Elizabeth Warren could pull U.S. military aid from Israel if it does not stop building settlements in the West Bank.

The Democratic 2020 primary candidate, who has taken a lead in recent polls, told The Hill "everything is on the table" should she become the next president and Israel continues building settlements in the West Bank.

Israel is due to receive $38 billion in military funding from the United States under the terms of a 10 year agreement rolling to 2028.

The funding pot includes $33 billion of foreign military financing and $5 billion in missile defence appropriations, according to the Congressional Research Service, which says Israel has been the "largest cumulative recipient" of U.S. foreign aid since World War II.

Senators last year passed the military aid package into law under the Israel Security Assistance Authorization Act of 2018.

The country also receives $5 million from the United States for the resettlement of refugees.

Asked by The Hill if she would make that aid to Israel conditional on a "freeze" to settlement building, Senator Warren said: "Right now Netanyahu says that he's going to take Israel in a direction of increasing settlements.
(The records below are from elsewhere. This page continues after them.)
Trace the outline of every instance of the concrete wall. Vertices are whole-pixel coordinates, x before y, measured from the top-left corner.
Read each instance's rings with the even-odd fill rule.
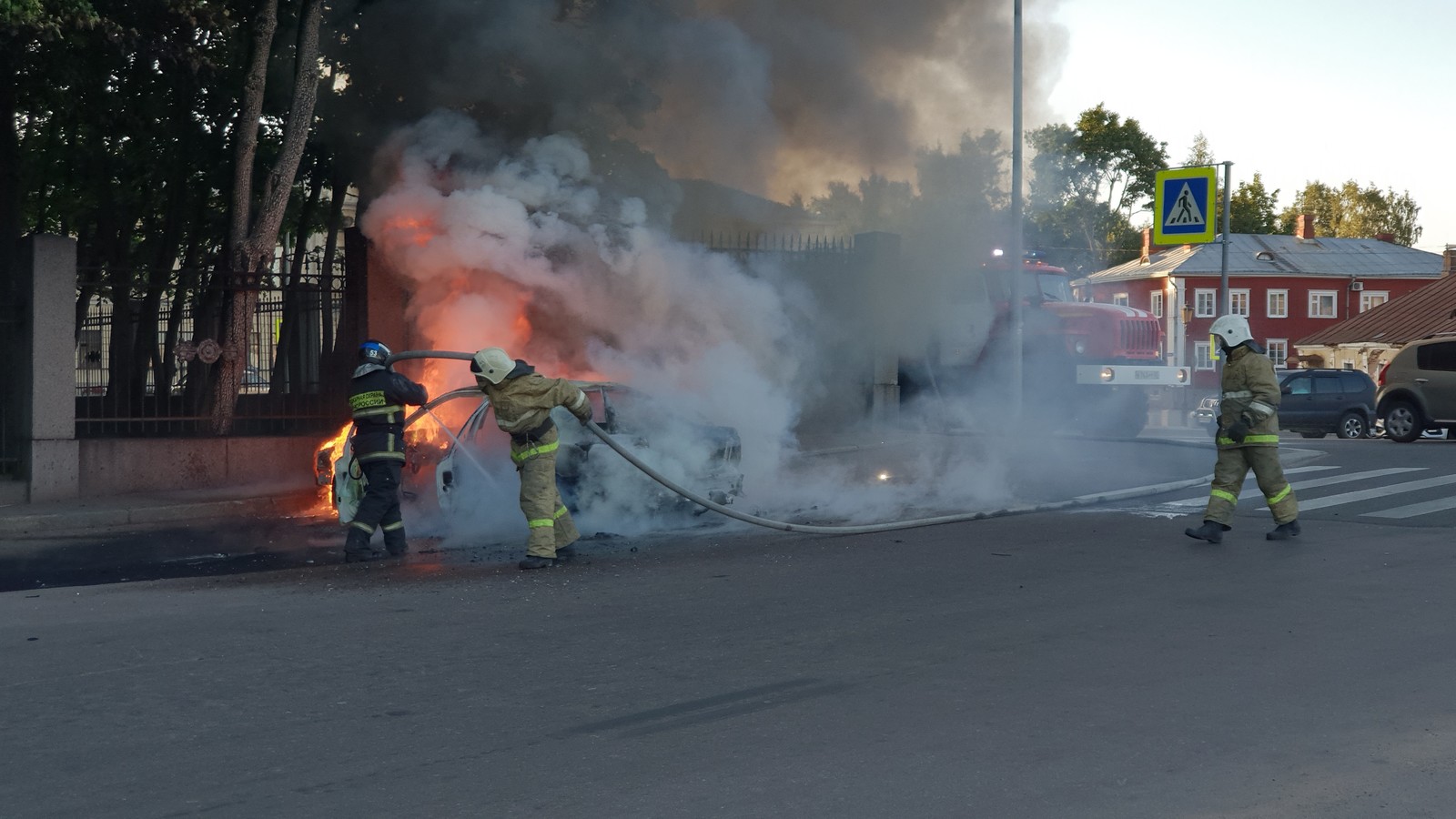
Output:
[[[313,484],[313,453],[325,437],[83,439],[80,493],[301,488]]]
[[[76,442],[76,240],[28,236],[16,271],[29,294],[20,316],[22,475],[31,503],[73,498],[80,490]],[[60,377],[63,373],[64,377]]]

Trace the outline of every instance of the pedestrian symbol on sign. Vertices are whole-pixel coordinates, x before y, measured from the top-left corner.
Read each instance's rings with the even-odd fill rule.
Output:
[[[1174,207],[1168,210],[1168,220],[1163,223],[1163,227],[1203,227],[1203,211],[1198,210],[1198,203],[1194,201],[1188,182],[1184,182],[1182,191],[1174,200]]]
[[[1210,213],[1217,182],[1211,166],[1159,171],[1153,184],[1153,242],[1197,245],[1213,242]]]

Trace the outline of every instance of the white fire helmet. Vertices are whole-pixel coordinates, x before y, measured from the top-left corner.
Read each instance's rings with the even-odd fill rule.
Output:
[[[1254,341],[1254,334],[1249,332],[1249,319],[1233,315],[1219,316],[1208,328],[1208,335],[1219,340],[1224,350],[1233,350],[1245,341]]]
[[[470,372],[491,383],[501,383],[514,369],[515,358],[511,358],[499,347],[486,347],[476,353],[475,360],[470,361]]]

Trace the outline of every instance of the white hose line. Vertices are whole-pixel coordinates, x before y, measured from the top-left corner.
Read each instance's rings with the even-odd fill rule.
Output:
[[[412,351],[406,351],[406,353],[395,353],[393,356],[390,356],[389,361],[395,363],[397,360],[405,360],[405,358],[459,358],[459,360],[463,360],[463,361],[470,361],[470,360],[475,358],[475,354],[473,353],[453,353],[453,351],[444,351],[444,350],[412,350]],[[689,490],[686,487],[681,487],[681,485],[673,482],[671,479],[668,479],[665,475],[662,475],[657,469],[654,469],[654,468],[648,466],[646,463],[644,463],[641,458],[638,458],[636,455],[633,455],[630,450],[628,450],[628,447],[622,446],[617,440],[614,440],[612,436],[609,436],[607,431],[603,430],[601,427],[598,427],[596,421],[587,421],[585,427],[588,430],[591,430],[598,439],[601,439],[603,443],[606,443],[607,446],[610,446],[612,449],[614,449],[617,452],[617,455],[620,455],[622,458],[626,458],[628,463],[632,463],[633,466],[636,466],[638,469],[641,469],[648,478],[652,478],[658,484],[662,484],[664,487],[667,487],[673,493],[676,493],[676,494],[678,494],[678,495],[681,495],[681,497],[684,497],[684,498],[696,503],[697,506],[702,506],[703,509],[709,509],[712,512],[716,512],[718,514],[724,514],[724,516],[732,517],[735,520],[743,520],[744,523],[753,523],[754,526],[764,526],[764,528],[769,528],[769,529],[779,529],[782,532],[804,532],[804,533],[808,533],[808,535],[868,535],[868,533],[874,533],[874,532],[894,532],[894,530],[898,530],[898,529],[917,529],[920,526],[939,526],[941,523],[964,523],[967,520],[986,520],[987,517],[1005,517],[1008,514],[1028,514],[1028,513],[1032,513],[1032,512],[1056,512],[1059,509],[1075,509],[1075,507],[1079,507],[1079,506],[1092,506],[1092,504],[1098,504],[1098,503],[1108,503],[1108,501],[1114,501],[1114,500],[1124,500],[1124,498],[1128,498],[1128,497],[1139,497],[1139,495],[1146,495],[1146,494],[1171,493],[1171,491],[1176,491],[1176,490],[1185,490],[1185,488],[1190,488],[1190,487],[1204,485],[1204,484],[1208,482],[1208,478],[1204,477],[1204,478],[1194,478],[1194,479],[1188,479],[1188,481],[1175,481],[1175,482],[1171,482],[1171,484],[1159,484],[1156,487],[1137,487],[1137,488],[1131,488],[1131,490],[1115,490],[1115,491],[1109,491],[1109,493],[1098,493],[1098,494],[1080,495],[1080,497],[1076,497],[1076,498],[1072,498],[1072,500],[1061,500],[1061,501],[1051,501],[1051,503],[1041,503],[1041,504],[1026,504],[1026,506],[1008,506],[1005,509],[996,509],[996,510],[990,510],[990,512],[967,512],[967,513],[961,513],[961,514],[941,514],[941,516],[936,516],[936,517],[916,517],[916,519],[911,519],[911,520],[895,520],[895,522],[890,522],[890,523],[865,523],[865,525],[860,525],[860,526],[814,526],[814,525],[810,525],[810,523],[785,523],[782,520],[769,520],[767,517],[759,517],[756,514],[747,514],[747,513],[738,512],[735,509],[729,509],[729,507],[727,507],[727,506],[724,506],[721,503],[713,503],[713,501],[708,500],[706,497],[703,497],[703,495],[700,495],[700,494],[697,494],[697,493],[695,493],[695,491],[692,491],[692,490]],[[454,436],[451,436],[451,437],[454,437]]]

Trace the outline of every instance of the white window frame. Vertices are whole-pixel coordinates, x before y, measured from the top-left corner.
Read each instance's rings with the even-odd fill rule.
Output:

That does not move us toward a two-state solution.

"It is the official policy of the United States of America to support a two-state solution, and if Israel is moving in the opposite direction then everything is on the table."

Sen. Elizabeth Warren: "It is the official policy of the United States of America to support a two-state solution, and if Israel is moving in the opposite direction, then everything is on the table." pic.twitter.com/GjumaLoZ9k

— The Hill (@thehill) October 20, 2019

Israeli settlements in the West Bank have proved highly contentious on the global stage, with the U.N. Security Council declaring them a "flagrant violation of international law" without any "legal validity" in 2016.

Yet the condemnation of settlements has not deterred Israel from constructing more—with Al Jazeera reporting that the construction of 6,000 new homes in Palestinian territory was approved by Israel in July this year.

An estimated 600,000 Israeli settlers were living in areas of the West Bank and East Jerusalem by the first six months of 2018, European Union figures show, while the pro-two-state solution activist group Peace Now puts the total number of settlements in the West Bank alone at 132. Israel has consistently denied the construction of settlements violates international law, and in the run-up to the latest general election Prime Minister Benjamin Netanyahu mooted the notion of formally extending Israeli sovereignty to these communities—a move critics argue would amount to illegal annexation.

Sen. Warren of Massachusetts is not the only Democrat to come out against the creation of those settlements and to Israeli military occupation of Palestinian territories in the West Bank.

Democratic Representatives Ilhan Omar and Rashida Tlaib were blocked from entering Israel over their support of the Boycott, Divestment and Sanctions movement directed at Israel over its treatment of Palestinian people.

Several candidates in the party's 2020 primary race also missed out the American Israeli Public Affairs Committee this year—including Sen. Bernie Sanders of Vermont and South Bend, Indiana Mayor Pete Buttigieg.

An April poll by the Pew Research Center found that Democrat voters also had unfavorable views of the Israeli government, with 13 percent of Democrats saying they had unfavorable view of Israel and a favorable view of Palestine, while 53 percent said they had an unfavorable view of both governments.